Articles | Volume 27, issue 2
02 Feb 2009
 | 02 Feb 2009

Characteristics of mesospheric gravity waves near the magnetic equator, Brazil, during the SpreadFEx campaign

M. J. Taylor, P.-D. Pautet, A. F. Medeiros, R. Buriti, J. Fechine, D. C. Fritts, S. L. Vadas, H. Takahashi, and F. T. São Sabbas

Abstract. As part of the SpreadFEx campaign, coordinated optical and radio measurements were made from Brazil to investigate the occurrence and properties of equatorial Spread F, and to characterize the regional mesospheric gravity wave field. All-sky image measurements were made from two sites: Brasilia and Cariri located ~10° S of the magnetic equator and separated by ~1500 km. In particular, the observations from Brasilia provided key data in relatively close proximity to expected convective sources of the gravity waves. High-quality image measurements of the mesospheric OH emission and the thermospheric OI (630 nm) emission were made during two consecutive new moon periods (22 September to 9 November 2005) providing extensive data on the occurrence and properties of F-region depletions and regional measurements of the dominant gravity wave characteristics at each site.
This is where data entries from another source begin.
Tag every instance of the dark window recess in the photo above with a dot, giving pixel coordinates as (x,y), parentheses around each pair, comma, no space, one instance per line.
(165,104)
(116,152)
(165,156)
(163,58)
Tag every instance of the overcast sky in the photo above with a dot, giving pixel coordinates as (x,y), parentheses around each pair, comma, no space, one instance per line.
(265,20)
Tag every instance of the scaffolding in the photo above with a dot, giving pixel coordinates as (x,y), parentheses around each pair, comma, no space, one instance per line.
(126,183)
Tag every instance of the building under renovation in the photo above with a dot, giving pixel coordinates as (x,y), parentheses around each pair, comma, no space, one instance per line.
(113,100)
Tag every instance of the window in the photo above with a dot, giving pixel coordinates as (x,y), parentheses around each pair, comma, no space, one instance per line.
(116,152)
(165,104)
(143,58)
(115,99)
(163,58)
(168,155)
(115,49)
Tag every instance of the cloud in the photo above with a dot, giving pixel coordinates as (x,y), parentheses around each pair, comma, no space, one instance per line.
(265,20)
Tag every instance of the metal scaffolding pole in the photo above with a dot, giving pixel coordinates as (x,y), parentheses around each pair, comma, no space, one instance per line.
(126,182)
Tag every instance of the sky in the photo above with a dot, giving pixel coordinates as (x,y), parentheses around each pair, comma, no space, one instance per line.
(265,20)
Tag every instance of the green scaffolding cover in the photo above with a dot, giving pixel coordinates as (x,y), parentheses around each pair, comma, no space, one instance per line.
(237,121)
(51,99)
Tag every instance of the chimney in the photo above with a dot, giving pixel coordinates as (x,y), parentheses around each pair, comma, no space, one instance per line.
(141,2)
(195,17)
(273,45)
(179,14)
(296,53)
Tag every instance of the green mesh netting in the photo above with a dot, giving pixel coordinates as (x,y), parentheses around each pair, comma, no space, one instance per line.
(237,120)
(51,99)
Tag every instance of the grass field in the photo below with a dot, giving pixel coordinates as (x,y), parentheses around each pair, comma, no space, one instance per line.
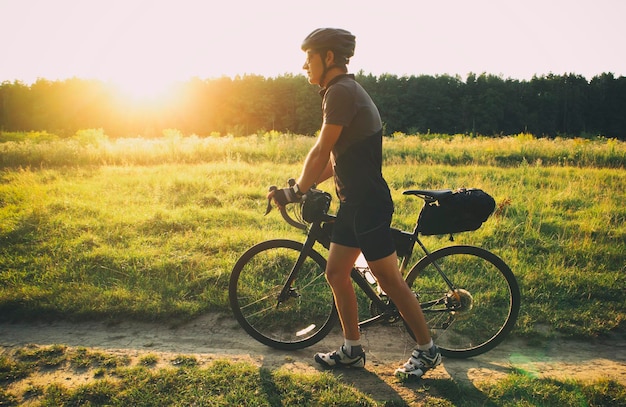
(149,229)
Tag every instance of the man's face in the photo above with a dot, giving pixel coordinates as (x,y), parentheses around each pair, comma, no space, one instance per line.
(313,66)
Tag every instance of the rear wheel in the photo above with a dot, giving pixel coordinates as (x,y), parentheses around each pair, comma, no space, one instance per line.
(480,310)
(256,281)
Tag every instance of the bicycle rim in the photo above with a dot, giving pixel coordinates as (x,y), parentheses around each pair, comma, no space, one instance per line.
(256,281)
(481,310)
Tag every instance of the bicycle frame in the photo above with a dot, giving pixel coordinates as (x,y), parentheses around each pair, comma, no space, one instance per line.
(388,309)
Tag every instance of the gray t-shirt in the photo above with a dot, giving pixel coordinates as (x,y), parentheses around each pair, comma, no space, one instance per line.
(357,155)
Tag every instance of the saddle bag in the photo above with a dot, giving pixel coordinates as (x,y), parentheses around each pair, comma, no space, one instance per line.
(463,210)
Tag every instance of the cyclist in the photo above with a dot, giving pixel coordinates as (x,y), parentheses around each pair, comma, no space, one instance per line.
(349,148)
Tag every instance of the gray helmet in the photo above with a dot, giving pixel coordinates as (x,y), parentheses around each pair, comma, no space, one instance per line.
(341,42)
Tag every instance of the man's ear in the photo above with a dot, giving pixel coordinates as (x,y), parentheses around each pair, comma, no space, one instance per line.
(330,58)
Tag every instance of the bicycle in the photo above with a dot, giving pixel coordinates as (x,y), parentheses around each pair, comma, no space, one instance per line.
(279,295)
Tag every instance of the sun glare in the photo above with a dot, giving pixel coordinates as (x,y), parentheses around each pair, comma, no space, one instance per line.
(144,90)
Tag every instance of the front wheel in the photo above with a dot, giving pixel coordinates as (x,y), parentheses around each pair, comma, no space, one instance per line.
(478,311)
(257,279)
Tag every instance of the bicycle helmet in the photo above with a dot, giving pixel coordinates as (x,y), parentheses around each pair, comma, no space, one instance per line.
(341,42)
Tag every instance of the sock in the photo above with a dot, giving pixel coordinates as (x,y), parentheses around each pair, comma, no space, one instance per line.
(426,346)
(349,345)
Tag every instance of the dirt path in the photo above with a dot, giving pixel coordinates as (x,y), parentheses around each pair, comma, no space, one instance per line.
(213,337)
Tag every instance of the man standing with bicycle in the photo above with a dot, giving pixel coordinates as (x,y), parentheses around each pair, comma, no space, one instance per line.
(349,148)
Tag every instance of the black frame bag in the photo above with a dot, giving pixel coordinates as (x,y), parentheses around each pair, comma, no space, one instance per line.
(315,205)
(463,210)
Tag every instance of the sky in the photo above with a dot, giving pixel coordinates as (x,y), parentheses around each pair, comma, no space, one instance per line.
(143,45)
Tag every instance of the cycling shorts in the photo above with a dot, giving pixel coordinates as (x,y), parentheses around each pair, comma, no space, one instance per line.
(365,227)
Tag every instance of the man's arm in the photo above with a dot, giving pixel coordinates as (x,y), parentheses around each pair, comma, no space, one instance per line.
(317,165)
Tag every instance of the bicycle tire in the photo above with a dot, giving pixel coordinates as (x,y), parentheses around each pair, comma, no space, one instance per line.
(255,283)
(486,308)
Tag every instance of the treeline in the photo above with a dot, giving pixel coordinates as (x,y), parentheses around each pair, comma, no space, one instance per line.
(554,105)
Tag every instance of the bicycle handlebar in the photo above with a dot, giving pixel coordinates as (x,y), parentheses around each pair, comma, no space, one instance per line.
(283,212)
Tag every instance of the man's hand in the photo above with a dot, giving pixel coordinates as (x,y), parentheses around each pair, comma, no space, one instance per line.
(284,196)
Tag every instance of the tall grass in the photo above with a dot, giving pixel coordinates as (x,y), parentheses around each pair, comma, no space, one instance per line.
(150,229)
(93,147)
A total of 120 wave displays were observed, comprising 94 short-period events and 26 medium-scale gravity waves. The characteristics of the small-scale waves agreed well with previous gravity wave studies from Brazil and other sites. However, significant differences in the wave propagation headings indicate dissimilar source regions for the Brasilia and Cariri datasets. The observed medium-scale gravity wave events constitute an important new dataset to study their mesospheric properties at equatorial latitudes. These data exhibited similar propagation headings to the short-period events, suggesting they originated from the same source regions. Medium-scale waves are generally less susceptible to wind filtering effects and modeling studies utilizing these data have successfully identified localized regions of strong convection, mainly to the west of Brasilia, as their most likely sources (Vadas et al., 2009).